The post-exhaustion bargain
After exhaustion, a registry's role changes even if its constitution does not. It no longer mainly distributes abundant addresses. It administers scarcity, records transfers, verifies need at the margin, supports routing trust, and keeps the public ledger credible while markets, leasing, cloud platforms and NAT absorb demand. That role is important. It is also narrower than the role scarcity tempts the institution to claim.
The post-exhaustion bargain should be explicit. Members accept that additional requests from the remaining pool require evidence. They maintain records, document reserves, clean stale assignments, support routing and reverse DNS hygiene, and explain growth. In return, the registry limits review to defined purposes, protects confidential information, offers safe correction, uses proportionate remedies, provides independent appeal and does not treat its administrative position as ownership of the address estate.
Such a bargain would make the 90% threshold more credible. Operators would know what counts, what does not, how exceptions are handled and how sensitive proof can be submitted. The registry would obtain better data and face fewer claims of arbitrariness. Buyers and lenders would price AFRINIC-administered addresses with less uncertainty. Smaller networks would face a clearer path to justified requests. Fraud would become easier to distinguish from messy but real operations.
The alternative is a slow conversion of every utilisation question into an institutional contest. The registry asks for more detail because it distrusts members. Members disclose less because they distrust the registry. Reviews take longer. Lawyers become involved earlier. Address blocks carry a governance discount. Cloud platforms and large upstreams gain bargaining power because independent address control feels risky. Scarcity is not solved; it is mediated by fear.
AFRINIC does not need to choose between being passive and being a sovereign. It can be a careful bookkeeper with enough audit power to keep the ledger honest and not enough to govern every business built on the ledger. That may sound modest, but modesty is the virtue scarce infrastructure needs.
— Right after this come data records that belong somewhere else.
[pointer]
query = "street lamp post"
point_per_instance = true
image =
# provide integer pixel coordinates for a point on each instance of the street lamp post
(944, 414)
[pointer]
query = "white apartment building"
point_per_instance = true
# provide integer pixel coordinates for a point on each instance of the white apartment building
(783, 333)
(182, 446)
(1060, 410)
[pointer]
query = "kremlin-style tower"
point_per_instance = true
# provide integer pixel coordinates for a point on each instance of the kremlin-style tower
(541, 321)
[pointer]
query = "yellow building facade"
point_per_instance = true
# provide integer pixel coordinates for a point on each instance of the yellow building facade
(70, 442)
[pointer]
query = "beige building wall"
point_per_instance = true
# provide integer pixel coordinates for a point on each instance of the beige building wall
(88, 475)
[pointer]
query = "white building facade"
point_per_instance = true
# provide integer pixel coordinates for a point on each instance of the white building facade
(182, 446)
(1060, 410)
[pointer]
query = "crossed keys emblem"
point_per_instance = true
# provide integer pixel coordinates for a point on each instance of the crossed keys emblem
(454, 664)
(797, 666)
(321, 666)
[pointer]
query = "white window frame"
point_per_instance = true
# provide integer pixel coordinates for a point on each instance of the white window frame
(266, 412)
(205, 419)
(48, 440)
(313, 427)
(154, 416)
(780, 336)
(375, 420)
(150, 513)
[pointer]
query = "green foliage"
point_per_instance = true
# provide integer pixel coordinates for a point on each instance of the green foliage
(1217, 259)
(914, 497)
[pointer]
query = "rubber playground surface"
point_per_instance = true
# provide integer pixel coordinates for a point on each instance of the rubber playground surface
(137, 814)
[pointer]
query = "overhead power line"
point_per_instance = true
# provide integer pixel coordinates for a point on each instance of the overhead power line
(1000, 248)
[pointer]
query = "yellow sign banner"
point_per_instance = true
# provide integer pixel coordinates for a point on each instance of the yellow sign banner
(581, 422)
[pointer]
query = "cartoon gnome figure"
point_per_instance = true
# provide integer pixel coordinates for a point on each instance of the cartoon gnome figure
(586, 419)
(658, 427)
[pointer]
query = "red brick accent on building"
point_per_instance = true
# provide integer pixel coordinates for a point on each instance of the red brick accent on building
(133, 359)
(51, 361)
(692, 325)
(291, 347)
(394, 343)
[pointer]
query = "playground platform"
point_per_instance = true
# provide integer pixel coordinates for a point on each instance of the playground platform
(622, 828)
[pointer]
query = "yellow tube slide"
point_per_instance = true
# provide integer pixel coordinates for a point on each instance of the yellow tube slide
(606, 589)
The more valuable IPv4 becomes, the more damaging unchecked discretion becomes. A scarce resource can survive strict evidence rules. It cannot easily survive a registry whose members no longer know whether an audit is a measurement or a threat.
The economics of address-utilisation audits therefore ends where the opening file began. The operator's IPAM exports, logs, customer assignments and reservations should answer a defined question: is the request justified, and are existing records accurate enough to support it? If the answer is yes, the registry should proceed. If the answer is no, the registry should explain and allow cure where possible. If the evidence reveals fraud, stronger action may be needed. But the audit should remain an evidence discipline, not a capital gate. In the age of IPv4 scarcity, that distinction is the difference between stewardship and control.